Process lists lazily in JavaScript

A common idiom in JavaScript is to apply multiple calls to filter() or map() to an array to create a new output array with desired properties. While this is a well known approach, this may not be the most efficient one. In the first place, the input array must already be in memory. This also means that the array must be known in advance: abstractions like infinite arrays or infinite sequences are not possible out of the box. Here I present a simple abstraction, inspired by pure, lazy, functional languages, to model a list and some high level operations on it.

When handling lists, it is useful to approach to a recursive definition. A list [1, 2, 3] can be considered like the union of the element 1 with the list [2, 3]. Recusively, the list [2, 3] can be also considered like the union of 2 with the list [3]. Finally, the list [3] can be considered like the union of 3 with the empty list []. I can model this recurisve behavior with a simple pair of functions.

function empty() {
  return [];
}

function cons(x, xs) {
  return [x].concat(xs);
}

These two functions, unfortunately, are not solving any of the problems that JavaScript arrays have. They are creating an in-memory representation of the list. The current defintions of empty and cons don’t support the correct level of abstraction that I want to provide. I should rewrite the functions as follow.

function empty() {
  return function () {
    return null;
  };
}

function cons(head, rest) {
  return function () {
    return {head: head, rest: rest};
  };
}

Here I provide a new level of indirection by saying that empty and cons don’t return a list, but another function.

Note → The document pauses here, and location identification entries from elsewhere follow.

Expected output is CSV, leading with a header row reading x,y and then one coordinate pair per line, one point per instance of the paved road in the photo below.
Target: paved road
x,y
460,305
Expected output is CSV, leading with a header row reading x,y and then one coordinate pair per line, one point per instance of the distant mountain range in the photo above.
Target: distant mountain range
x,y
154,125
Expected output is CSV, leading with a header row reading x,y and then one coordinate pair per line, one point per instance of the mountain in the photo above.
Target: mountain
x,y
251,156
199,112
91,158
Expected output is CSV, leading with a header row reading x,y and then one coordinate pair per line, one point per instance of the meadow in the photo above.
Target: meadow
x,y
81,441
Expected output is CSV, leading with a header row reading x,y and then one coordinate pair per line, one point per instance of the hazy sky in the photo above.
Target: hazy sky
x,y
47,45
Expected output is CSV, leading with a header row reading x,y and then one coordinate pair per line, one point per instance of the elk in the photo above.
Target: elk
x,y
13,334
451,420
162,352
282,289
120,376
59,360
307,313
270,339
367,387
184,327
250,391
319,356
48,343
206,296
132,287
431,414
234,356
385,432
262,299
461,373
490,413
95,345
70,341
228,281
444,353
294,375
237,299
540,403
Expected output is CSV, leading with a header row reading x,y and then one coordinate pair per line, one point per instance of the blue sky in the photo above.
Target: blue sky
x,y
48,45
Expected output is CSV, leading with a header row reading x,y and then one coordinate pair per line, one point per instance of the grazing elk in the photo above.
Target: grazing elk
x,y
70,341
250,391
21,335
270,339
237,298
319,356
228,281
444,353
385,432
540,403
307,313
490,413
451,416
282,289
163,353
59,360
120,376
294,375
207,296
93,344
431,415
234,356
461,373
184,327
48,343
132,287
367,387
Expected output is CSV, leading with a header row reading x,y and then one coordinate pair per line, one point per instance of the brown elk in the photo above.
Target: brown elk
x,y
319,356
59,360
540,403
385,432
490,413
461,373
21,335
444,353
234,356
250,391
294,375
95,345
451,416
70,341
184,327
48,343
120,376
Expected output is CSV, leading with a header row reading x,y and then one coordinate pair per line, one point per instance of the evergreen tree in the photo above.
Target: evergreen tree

For empty, the returned function simply returns null, meaning that no other element is contained in the list. For cons, instead, the returned function returns an object with a head, which is the current element, and a rest, which is another list containing successive elements. Given these two functions, I can write the list [1, 2, 3] using the following notation.

var list = cons(1, cons(2, cons(3, empty())));

This definition also allows me to create an infinite list returning always the same number. I can create a function which invokes itself and returns a never ending list, where each element is always the same.

function repeat(head) {
  return function () {
    return {head: head, rest: repeat(head)};
  };
}

Please note that there is no explicit recursion in this function. The function would have been strictly recursive if repeat would call itself from within its body. This is not the case, because repeat returns a function which, eventually, will call repeat again. Calling this function is perfectly safe, no stack overflows will be triggered.

Now that I have lists, in both finite and infinite variants, the first problem I have to face is how to traverse them. I will create a function which, for each element in the list, executes a user-provided function.

function each(list, handler) {
  var current = list();

  while (current) {
    handler(current.head);
    current = current.rest();
  }
}

The code is not more complicated than a usual array traversal. A list is represented by a function which either returns an element or a null value. If a valid object is returned, I assume that the returned object has a head containing the current element a rest property representing the remaining elements in the list. The rest property is itself a function, so to access the other elements in the list I have to call it and perform the same checks again.

Printing a list, now, is as easy as invoking each with the right predicate.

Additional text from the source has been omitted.